The River Murray Estuary is a complex series of waterways comprising Lake Alexandrina, Lake Albert, the Murray Mouth, Coorong Lagoon and the coastal barrier systems of Younghusband and Sir Richard Peninsulas. The region has long been a source of fascination because of its inherent natural beauty, its social and cultural history, and because of the records of explorations by Matthew Flinders, Nicholas Baudin, Charles Sturt, Collet Barker and others. The Coorong became immortalised as the setting for Colin Thiele's novel and film, Storm Boy. Aboriginal people had a finely developed understanding of their environment and occupied the area sustainably for many thousands of years before the arrival of Europeans.

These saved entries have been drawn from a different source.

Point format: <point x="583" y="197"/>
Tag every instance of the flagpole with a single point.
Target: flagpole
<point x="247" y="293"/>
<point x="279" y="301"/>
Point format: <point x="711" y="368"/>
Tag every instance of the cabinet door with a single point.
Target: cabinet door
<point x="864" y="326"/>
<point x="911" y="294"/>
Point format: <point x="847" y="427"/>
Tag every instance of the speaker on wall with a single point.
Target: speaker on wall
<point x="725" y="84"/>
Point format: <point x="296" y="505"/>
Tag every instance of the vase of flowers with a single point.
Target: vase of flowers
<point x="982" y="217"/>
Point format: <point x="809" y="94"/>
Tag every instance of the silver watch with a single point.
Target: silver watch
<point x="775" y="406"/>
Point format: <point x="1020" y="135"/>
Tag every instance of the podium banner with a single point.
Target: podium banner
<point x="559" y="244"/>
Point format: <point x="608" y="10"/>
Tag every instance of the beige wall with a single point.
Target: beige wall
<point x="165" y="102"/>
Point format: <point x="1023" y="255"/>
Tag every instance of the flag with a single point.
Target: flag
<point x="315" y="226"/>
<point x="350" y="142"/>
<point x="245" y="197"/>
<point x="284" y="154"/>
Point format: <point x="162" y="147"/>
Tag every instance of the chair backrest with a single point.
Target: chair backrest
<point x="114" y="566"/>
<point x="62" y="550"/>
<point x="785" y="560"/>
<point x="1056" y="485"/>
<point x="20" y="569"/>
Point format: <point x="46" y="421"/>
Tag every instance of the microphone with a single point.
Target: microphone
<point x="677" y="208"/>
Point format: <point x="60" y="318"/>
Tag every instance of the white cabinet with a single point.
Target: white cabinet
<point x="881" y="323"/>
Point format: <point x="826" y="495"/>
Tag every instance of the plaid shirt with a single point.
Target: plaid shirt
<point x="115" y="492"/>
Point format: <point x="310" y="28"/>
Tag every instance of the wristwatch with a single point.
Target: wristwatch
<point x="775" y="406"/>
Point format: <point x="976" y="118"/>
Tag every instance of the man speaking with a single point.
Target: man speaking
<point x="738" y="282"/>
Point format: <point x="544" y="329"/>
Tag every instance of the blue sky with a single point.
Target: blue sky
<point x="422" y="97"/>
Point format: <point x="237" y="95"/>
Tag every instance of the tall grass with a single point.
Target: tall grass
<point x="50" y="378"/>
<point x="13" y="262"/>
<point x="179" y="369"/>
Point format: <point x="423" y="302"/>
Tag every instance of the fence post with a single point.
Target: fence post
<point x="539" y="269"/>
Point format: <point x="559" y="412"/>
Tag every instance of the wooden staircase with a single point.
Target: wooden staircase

In 1802, Matthew Flinders and Nicholas Baudin, during their charting of the southern Australian coastline, met offshore from the Murray Mouth in Encounter Bay, the outfall of Australia's largest exoreic river system, although neither navigator recognised it. This is not remarkable; they were many kilometres offshore, the coast is low-lying and there were no large freshwater flows containing sediment. Captain Charles Sturt reached the Murray Estuary in 1830 after an intrepid boat trip down the River Murray and was forced to return the same way after his efforts at accessing the sea were thwarted by sand bars in the Goolwa Channel. Hopes were high that the Lower Murray area would support a thriving port and that Goolwa would become the ‘New Orleans of Australia’. However, the mouth could not always be reliably navigated, there was no natural site for a deep-sea port, and the romance of the paddle steamers was finally quashed by the construction of more reliable railways. Today the area has become a focus for conservation, tourism, recreation and retirement.
The arcuate sweeping shoreline of Encounter Bay fringes the seaward margin of the Murray Estuary, stretching from the uplands of the Mount Lofty Ranges towards the southeast (Figure 4.1). It includes part of the longest beach (194 km) in Australia. Unconsolidated sand forms most of the shoreline as long, narrow coastal barriers (Sir Richard and Younghusband Peninsulas) separate the open ocean from the elongate back-barrier lagoons of the Goolwa Channel and Coorong Lagoon. The name 'Coorong’ has been anglicised from the Ngarrindjerii word ‘Kurangh’, which means a long neck of water.